Babe the Blue Ox’s principal songwriters, guitarist Tim Thomas and bassist Rose Thomson, have all the extremes covered. The deep-voiced and grizzled Thomas writes frequently about middle-class hypocrisy and myopia, exposed in cutting observations and devilishly good spot characterizations. The sweet-voiced Thomson favors alien, sometimes turbulent art songs of spiraling introspection. Then they sing together: moments of genuine and gutsy emotional lift.
2013’s Guilty is an off-the-cuff, easygoing return to form after a 15-year hiatus. Recorded locally and produced/engineered by a couple of local urban refugee heavies in Daniel Littleton and Chris Edwards, respectively, Guilty really drives home the point that roots are roots and that you can, and should, go home again, whether it is Sir Paul playing some skiffle on the ukulele or Babe the Blue Ox relaxing on the porch with some…angular, restless, mathy, neurotic guitar rock. The glove just fits.

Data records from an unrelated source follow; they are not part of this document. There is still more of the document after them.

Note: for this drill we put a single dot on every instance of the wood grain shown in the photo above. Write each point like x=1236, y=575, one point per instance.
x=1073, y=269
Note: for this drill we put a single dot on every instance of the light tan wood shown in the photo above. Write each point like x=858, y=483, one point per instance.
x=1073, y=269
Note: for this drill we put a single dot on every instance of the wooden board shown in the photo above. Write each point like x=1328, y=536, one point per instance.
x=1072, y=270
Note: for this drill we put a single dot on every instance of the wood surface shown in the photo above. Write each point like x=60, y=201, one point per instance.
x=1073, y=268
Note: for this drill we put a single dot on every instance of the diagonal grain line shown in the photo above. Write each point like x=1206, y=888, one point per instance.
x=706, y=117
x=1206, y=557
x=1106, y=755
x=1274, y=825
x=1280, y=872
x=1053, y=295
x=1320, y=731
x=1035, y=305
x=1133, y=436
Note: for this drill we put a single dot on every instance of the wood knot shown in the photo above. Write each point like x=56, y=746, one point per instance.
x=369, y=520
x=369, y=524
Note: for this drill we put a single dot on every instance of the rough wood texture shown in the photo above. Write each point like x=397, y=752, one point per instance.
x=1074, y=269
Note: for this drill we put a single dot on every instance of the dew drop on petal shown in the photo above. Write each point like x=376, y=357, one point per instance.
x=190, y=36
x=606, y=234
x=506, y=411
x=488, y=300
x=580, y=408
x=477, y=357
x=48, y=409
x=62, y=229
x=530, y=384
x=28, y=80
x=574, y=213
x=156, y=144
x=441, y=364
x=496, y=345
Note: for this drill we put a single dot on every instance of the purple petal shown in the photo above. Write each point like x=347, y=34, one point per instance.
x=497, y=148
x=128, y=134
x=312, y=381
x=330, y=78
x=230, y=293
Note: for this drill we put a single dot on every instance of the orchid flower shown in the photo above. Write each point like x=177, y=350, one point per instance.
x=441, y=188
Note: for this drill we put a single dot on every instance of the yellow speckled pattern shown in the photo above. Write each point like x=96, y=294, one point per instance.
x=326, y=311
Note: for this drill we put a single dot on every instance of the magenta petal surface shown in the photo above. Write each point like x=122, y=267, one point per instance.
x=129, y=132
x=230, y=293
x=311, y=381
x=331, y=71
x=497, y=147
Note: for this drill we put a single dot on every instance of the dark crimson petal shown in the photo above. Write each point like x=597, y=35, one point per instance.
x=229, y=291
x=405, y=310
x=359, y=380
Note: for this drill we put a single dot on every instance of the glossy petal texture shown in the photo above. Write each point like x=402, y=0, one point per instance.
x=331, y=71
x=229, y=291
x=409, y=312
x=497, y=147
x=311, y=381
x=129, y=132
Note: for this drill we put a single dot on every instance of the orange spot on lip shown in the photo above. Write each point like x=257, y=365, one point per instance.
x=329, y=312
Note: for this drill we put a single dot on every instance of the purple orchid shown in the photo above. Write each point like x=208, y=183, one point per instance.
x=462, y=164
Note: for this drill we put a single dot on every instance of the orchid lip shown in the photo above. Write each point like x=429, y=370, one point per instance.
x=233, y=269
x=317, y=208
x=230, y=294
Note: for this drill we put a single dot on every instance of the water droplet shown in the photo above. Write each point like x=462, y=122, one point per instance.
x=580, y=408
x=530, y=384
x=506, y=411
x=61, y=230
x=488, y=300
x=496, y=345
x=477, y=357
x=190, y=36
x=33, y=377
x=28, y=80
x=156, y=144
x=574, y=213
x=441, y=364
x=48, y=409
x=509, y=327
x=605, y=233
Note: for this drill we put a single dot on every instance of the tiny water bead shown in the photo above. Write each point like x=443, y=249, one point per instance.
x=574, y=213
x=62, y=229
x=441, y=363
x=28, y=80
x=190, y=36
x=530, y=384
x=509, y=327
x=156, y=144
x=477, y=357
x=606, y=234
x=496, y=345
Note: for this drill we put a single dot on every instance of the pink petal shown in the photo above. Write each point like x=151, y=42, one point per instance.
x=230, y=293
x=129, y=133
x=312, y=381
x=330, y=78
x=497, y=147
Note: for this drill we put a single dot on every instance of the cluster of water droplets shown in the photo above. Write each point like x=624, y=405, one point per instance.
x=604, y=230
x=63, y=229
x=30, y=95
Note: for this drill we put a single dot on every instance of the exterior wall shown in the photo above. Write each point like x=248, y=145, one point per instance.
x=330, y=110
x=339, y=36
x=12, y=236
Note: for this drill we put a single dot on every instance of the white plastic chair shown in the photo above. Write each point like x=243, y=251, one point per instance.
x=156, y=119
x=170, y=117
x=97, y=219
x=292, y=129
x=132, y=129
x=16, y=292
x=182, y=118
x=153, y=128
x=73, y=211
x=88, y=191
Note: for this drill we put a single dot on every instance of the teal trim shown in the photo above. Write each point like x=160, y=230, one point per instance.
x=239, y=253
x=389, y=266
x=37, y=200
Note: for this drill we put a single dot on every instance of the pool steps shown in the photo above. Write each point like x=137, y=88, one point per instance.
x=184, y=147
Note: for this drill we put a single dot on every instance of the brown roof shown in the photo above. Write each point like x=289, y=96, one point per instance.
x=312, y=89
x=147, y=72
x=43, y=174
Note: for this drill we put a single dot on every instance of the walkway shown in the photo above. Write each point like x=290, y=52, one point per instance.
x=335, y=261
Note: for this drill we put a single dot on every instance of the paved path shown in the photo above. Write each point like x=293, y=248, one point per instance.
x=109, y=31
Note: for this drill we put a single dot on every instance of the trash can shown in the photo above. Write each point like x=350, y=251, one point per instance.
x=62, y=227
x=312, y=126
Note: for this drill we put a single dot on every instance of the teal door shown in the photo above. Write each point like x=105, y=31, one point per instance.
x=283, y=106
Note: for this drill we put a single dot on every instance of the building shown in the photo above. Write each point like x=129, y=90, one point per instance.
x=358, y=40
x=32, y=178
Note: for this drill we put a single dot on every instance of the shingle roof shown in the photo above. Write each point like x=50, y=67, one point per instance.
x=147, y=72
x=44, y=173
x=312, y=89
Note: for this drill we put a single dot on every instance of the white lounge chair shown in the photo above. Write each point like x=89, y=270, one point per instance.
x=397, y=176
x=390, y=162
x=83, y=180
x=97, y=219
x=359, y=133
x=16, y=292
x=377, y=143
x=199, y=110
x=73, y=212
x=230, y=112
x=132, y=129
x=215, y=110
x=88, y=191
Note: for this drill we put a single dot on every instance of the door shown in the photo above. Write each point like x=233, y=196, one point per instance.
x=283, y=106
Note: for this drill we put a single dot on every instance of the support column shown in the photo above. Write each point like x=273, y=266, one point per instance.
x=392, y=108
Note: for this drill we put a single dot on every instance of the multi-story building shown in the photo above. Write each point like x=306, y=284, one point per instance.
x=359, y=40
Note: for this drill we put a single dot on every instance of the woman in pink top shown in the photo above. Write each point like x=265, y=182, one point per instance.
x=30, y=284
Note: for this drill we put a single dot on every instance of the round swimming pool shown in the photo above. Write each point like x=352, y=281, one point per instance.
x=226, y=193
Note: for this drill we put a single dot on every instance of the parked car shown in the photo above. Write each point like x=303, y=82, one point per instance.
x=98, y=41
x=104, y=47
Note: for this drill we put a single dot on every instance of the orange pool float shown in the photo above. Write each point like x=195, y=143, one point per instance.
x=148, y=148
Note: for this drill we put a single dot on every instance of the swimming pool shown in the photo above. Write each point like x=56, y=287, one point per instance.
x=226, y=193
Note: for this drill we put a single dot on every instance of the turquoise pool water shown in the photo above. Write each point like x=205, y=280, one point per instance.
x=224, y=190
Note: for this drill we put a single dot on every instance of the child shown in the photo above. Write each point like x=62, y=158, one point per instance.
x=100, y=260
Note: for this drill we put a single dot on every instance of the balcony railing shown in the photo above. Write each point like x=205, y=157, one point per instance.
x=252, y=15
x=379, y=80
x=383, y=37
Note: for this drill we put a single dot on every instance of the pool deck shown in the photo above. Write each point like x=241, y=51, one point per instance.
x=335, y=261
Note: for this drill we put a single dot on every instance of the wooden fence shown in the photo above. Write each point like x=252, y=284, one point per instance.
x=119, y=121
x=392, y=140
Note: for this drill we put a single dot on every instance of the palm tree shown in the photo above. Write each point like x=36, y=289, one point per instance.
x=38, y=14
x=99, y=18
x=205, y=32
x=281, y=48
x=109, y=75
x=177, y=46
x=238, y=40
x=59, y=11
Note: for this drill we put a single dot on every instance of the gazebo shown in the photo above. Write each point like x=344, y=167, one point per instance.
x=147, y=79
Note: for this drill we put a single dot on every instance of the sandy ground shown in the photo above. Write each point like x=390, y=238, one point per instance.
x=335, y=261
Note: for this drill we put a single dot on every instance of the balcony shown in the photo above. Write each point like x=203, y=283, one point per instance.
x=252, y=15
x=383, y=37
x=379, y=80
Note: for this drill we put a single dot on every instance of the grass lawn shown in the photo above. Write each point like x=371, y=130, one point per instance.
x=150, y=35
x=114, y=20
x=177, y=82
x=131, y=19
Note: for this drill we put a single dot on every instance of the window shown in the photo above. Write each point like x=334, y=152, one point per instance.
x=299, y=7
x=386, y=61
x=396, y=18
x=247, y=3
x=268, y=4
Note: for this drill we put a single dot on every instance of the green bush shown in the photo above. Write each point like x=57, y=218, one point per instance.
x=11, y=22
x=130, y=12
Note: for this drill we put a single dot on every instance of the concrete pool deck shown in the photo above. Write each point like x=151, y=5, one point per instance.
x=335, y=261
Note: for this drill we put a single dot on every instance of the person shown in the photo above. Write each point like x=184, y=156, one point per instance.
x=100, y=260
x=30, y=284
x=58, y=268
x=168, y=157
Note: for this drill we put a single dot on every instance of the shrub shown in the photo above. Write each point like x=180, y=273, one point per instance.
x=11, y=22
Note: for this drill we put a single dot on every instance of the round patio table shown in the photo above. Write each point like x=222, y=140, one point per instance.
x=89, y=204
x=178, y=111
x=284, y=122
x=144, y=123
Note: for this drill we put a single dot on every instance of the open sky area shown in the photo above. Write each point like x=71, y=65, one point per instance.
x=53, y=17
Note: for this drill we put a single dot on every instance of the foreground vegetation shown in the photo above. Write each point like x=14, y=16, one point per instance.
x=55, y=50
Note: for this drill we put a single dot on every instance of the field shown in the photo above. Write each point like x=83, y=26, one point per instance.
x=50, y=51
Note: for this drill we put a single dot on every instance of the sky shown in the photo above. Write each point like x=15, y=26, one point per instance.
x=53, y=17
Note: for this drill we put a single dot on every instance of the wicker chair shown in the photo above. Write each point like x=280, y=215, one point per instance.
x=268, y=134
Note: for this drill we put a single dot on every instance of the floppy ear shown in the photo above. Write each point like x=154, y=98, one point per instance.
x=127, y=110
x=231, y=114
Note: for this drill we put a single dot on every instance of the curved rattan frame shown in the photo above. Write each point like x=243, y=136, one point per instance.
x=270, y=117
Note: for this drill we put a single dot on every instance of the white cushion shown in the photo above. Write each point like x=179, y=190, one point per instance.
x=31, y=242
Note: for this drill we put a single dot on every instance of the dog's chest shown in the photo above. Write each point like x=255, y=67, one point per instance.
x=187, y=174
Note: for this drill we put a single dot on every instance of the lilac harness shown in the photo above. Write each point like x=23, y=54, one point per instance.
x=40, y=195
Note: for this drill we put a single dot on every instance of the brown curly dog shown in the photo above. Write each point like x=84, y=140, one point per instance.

Perhaps you have never heard of Babe the Blue Ox, like a couple of thousand other important major-label bands that no one ever hears about: the five of six that fail to turn a profit, the five of six whose hands end up tied in the fool’s and Faustian bargain that Albini described. I might not have heard of them, had I not had a chance to meet them and split a show with them in the mid-‘90s.
The first time I saw them was at home, at Cabaloosa in New Paltz. It was a blistering, arresting performance. They went from “who?” to “best live band ever?” in a couple of songs. Early in their set, I was approached by George Schaaff, the guitarist of the legendary ‘90s New Paltz band Silence. He yelled into my ear, “Who the &%^$ are these guys?” “Babe the Blue Ox,” I screamed. “They’re my favorite band ever,” yelled George. “I know,” screamed I.
That’s the way it was with Babe. If it was right for you, you knew it instantly and for life. Seldom have I seen so naturally appealing a live band: tighter than tight, but spontaneous and sensual, possessed of an unforced rock theatricality and a camaraderie, a togetherness that just glowed among the three of them. That – all the vicissitudes of the music business being as they may – is why this reunion is no wonder at all; just very, very welcome.
Babe the Blue Ox headlines the In the Pines Music Festival at the University Settlement Camp in Beacon on Saturday, May 25; other performers include Knock Yourself Out, Monski, the Stephen Clair Trio and Higher Animals.